The Harvard Medical School Guide to Healthy Eating
by Walter Willett M.D
This is one of the books that started all of this for me. I read this while I was pregnant with my first child in 2005, so I was primed to pay attention to things that were genuinely good for me. This book uses the expertise of a medical doctor and nutritionist to evaluate many trends in healthy eating and fad diets, then explains healthy eating for a lifetime. We’re all guilty of the quick fixes, especially the diets or supplements that promise to take off 10 pounds in two weeks. Admit it – you have owned a copy of the South Beach Diet. We all did. In my defense, I suggested to my husband that we adopt a lot of the recipes and principles in the book without doing the two carb-free weeks. I know my limits. But he insisted, and we lasted about a week (that’s a lie – I didn’t even stick with it that long). Then again, I have little room to make fun of him on this one, as I have adopted my share of stupid weight loss plans. For example, I needed to drop some serious poundage the summer before my wedding, and I turned to Tae-Bo and Slim-fast (I was going with a hyphenated theme). The weight came off rather dramatically, as did my hair. In huge clumps. I complained to my stylist, who said, “Because you stopped eating! Any dramatic change in your diet affects your hair. And guess what, honey? It will start falling out again when you head back to your old eating habits, so you may want to rethink the Bacon-Egg-and-Cheese-Biscuit Brunch you are planning for the day after the wedding.” And he was right. The hair continued to fall out until I achieved a little balance in my life and diet. This is not to mention the fact that I was a total witch for quite a while during this era. Insult to injury? That weight was back within a year.

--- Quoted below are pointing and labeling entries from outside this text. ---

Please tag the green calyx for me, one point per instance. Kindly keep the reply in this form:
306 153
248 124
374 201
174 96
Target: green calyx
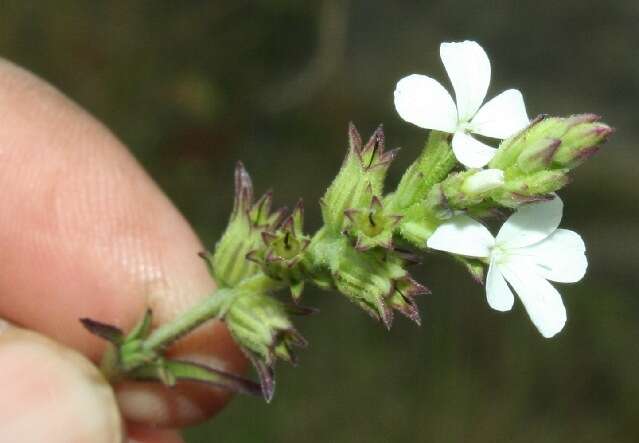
356 250
537 161
361 176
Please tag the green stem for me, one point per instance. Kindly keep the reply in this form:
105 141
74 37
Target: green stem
209 307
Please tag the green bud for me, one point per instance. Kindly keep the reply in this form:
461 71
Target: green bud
421 220
371 227
538 155
433 165
283 252
376 281
551 142
580 143
260 325
462 190
531 188
362 175
228 264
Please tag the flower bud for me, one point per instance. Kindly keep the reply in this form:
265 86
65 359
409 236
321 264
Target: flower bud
283 251
538 155
228 264
530 188
361 176
371 227
533 148
580 143
264 332
376 281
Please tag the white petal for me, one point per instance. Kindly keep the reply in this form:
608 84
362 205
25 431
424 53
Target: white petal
502 116
464 236
424 102
498 294
531 224
541 300
468 67
471 152
560 257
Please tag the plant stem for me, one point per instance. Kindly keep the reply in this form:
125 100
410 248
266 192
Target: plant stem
209 307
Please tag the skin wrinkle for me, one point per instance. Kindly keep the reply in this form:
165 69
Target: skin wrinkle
45 374
84 232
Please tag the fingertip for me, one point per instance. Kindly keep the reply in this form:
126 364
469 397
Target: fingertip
187 403
51 393
142 434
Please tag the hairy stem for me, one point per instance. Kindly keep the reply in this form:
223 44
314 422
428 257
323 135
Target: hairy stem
209 307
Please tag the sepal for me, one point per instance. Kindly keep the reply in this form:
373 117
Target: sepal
362 175
377 282
260 326
283 251
371 227
247 225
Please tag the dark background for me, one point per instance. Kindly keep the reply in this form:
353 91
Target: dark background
193 86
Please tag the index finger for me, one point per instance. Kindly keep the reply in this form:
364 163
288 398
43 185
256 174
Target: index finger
84 232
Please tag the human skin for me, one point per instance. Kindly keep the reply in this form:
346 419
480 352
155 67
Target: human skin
84 232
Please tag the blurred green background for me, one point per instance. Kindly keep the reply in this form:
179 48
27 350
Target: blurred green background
193 86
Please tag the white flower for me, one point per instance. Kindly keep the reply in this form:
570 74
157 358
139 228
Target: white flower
528 251
424 102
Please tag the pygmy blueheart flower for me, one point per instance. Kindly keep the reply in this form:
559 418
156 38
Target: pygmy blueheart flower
424 102
528 251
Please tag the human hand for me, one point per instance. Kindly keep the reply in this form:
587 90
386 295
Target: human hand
84 232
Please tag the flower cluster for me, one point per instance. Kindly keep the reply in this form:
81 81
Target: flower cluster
371 237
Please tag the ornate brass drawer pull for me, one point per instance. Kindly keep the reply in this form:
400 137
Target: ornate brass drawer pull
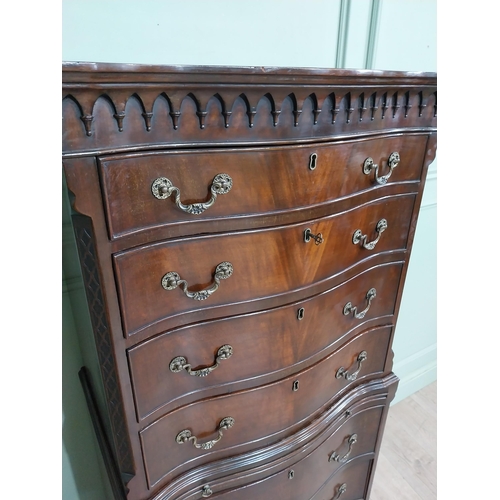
343 373
206 491
172 280
392 162
163 188
335 457
180 363
308 236
342 489
185 435
359 237
348 308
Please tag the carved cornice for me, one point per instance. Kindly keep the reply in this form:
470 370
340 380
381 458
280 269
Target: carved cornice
148 105
352 102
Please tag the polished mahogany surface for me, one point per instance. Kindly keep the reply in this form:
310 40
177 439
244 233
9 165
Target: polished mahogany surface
244 236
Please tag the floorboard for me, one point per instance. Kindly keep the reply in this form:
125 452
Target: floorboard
406 468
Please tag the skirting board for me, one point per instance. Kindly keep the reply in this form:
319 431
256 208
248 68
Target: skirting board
416 372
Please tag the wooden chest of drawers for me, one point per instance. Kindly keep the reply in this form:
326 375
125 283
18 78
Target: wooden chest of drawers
244 236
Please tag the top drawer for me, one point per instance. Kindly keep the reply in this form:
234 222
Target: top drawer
262 180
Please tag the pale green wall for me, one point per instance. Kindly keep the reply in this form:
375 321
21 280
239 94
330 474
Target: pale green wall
302 33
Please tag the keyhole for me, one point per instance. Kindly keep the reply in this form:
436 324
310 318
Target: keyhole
313 161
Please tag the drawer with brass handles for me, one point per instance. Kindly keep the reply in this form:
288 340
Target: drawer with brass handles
164 280
298 482
321 473
148 190
225 425
213 357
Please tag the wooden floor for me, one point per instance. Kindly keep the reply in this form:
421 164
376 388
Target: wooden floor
406 467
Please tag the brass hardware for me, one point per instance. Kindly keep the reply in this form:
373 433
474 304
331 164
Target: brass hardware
172 280
313 161
359 237
318 238
185 435
392 162
180 363
348 308
342 489
162 188
206 491
335 457
342 372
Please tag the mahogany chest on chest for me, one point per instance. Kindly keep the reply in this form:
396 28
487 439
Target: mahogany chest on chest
244 236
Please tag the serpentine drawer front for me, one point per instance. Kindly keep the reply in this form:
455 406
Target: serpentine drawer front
201 360
139 189
169 278
244 236
341 458
261 415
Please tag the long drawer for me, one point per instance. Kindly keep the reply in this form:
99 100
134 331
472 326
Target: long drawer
298 483
246 266
226 425
323 471
138 189
183 365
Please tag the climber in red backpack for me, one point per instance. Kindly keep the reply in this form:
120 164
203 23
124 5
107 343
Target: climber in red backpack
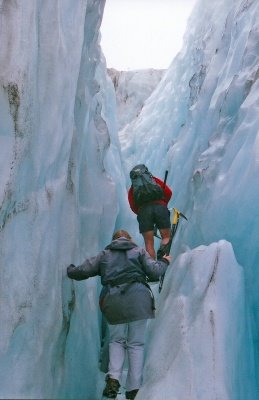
148 198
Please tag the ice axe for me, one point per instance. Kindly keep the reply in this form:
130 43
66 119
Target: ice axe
166 248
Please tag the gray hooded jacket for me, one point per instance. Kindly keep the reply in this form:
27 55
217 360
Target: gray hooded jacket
123 267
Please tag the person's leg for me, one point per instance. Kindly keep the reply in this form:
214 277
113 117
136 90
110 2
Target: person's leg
135 350
163 223
146 228
149 243
117 348
165 235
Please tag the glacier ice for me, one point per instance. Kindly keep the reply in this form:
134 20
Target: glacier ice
129 83
191 352
64 177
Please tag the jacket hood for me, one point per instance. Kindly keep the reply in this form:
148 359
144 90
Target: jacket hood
121 244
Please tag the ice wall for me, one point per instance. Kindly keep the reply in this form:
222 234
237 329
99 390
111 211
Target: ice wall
191 353
201 124
132 89
60 172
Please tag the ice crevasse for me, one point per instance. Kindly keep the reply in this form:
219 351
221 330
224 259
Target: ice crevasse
64 178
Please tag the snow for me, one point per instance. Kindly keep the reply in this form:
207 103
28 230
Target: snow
132 89
64 179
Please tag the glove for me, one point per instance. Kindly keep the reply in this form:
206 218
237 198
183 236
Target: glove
70 269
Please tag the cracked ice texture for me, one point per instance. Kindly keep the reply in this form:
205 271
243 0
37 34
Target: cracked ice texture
201 123
197 337
59 173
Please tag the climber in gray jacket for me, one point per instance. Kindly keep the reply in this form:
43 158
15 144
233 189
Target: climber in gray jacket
126 301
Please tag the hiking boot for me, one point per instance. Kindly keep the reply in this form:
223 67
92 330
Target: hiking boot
112 388
132 394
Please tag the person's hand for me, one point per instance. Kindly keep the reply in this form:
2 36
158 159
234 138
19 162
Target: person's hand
168 258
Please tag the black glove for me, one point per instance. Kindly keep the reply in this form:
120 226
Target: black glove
70 268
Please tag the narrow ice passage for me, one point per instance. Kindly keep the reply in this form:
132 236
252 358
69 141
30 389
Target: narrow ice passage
64 179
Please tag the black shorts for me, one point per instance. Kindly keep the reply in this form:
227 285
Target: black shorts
151 215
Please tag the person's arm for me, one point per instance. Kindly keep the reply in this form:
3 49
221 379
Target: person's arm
131 201
89 268
154 268
167 191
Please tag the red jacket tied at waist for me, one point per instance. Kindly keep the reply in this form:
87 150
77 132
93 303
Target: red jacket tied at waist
167 196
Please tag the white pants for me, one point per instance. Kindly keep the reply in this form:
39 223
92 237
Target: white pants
128 338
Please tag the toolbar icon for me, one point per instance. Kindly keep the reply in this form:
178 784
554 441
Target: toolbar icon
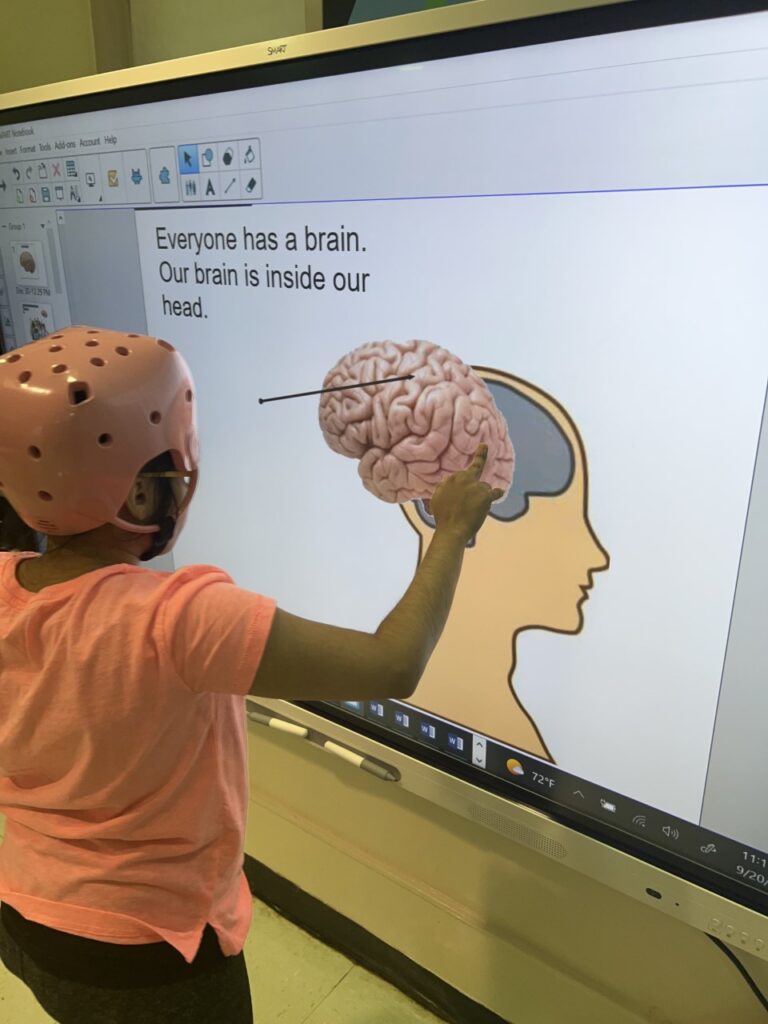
188 162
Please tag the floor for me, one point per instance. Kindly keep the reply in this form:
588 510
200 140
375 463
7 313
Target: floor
299 980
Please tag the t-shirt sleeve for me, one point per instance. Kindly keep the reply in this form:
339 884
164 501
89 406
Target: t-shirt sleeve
213 632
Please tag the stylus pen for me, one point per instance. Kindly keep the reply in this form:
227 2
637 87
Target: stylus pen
357 760
340 752
278 723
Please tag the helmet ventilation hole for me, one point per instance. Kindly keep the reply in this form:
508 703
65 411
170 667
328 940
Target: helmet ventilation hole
79 392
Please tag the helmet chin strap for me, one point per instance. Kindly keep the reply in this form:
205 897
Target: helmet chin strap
160 539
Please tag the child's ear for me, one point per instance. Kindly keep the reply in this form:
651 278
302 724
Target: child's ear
140 501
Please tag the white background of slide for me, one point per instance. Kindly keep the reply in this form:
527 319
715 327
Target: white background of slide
643 313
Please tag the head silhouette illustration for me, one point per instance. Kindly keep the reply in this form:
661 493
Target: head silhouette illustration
530 566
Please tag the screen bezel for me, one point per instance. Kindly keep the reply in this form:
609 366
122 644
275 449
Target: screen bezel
452 32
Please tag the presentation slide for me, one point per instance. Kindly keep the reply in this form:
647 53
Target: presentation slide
595 341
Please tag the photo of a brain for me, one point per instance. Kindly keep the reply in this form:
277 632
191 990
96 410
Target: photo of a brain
410 435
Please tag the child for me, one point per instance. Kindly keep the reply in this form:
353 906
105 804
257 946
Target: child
123 741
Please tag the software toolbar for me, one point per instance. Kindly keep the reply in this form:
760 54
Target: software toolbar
196 172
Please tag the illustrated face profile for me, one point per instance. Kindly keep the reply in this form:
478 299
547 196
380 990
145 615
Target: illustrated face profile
532 563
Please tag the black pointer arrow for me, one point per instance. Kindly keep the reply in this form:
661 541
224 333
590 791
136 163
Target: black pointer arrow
343 387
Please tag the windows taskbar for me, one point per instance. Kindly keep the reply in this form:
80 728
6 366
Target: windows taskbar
674 836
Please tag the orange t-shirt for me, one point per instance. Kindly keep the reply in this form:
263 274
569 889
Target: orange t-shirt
124 753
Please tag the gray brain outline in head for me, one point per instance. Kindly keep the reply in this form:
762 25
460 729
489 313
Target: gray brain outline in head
411 434
545 463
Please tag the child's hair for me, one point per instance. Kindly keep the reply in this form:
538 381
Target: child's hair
14 534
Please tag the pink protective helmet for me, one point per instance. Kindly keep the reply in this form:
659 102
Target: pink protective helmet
81 412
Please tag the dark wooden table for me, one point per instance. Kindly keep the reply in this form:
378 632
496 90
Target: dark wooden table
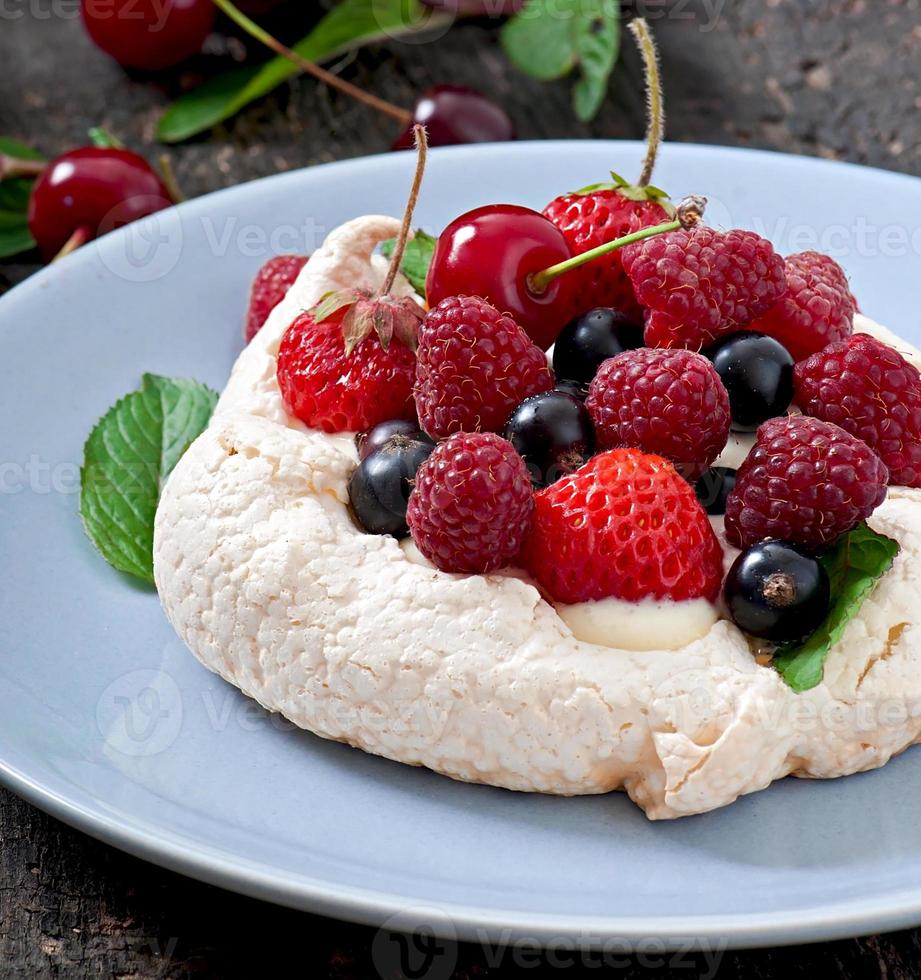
833 78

I never really paid attention to nutrition; just the sound bytes. I hopped on board the low-fat bus (remember Snackwell cookies? It’s okay to eat 2 boxes of Devil’s Food because they’re low fat!), Lean Cuisine, Healthy Choice, dark chocolate (it’s good for you, so I should eat it 3 times a day), you name it. This book fixes a lot of that. I’m not a supermodel by any means, but it’s not so much an issue of not being well-informed. I just like cheese and sitting. Anywho – the book is remarkably well-written and researched. Willett has his M.D. and bases his advice on huge studies on diet and disease.In addition to clarifying a lot of the science underlying nutritional trends, Willett also offers a “Healthy Eating Pyramid” to replace the pyramid offered by the USDA. This is really a terrific book, even if you don’t lean towards the hippie side of the spectrum. Grab a copy at your local library.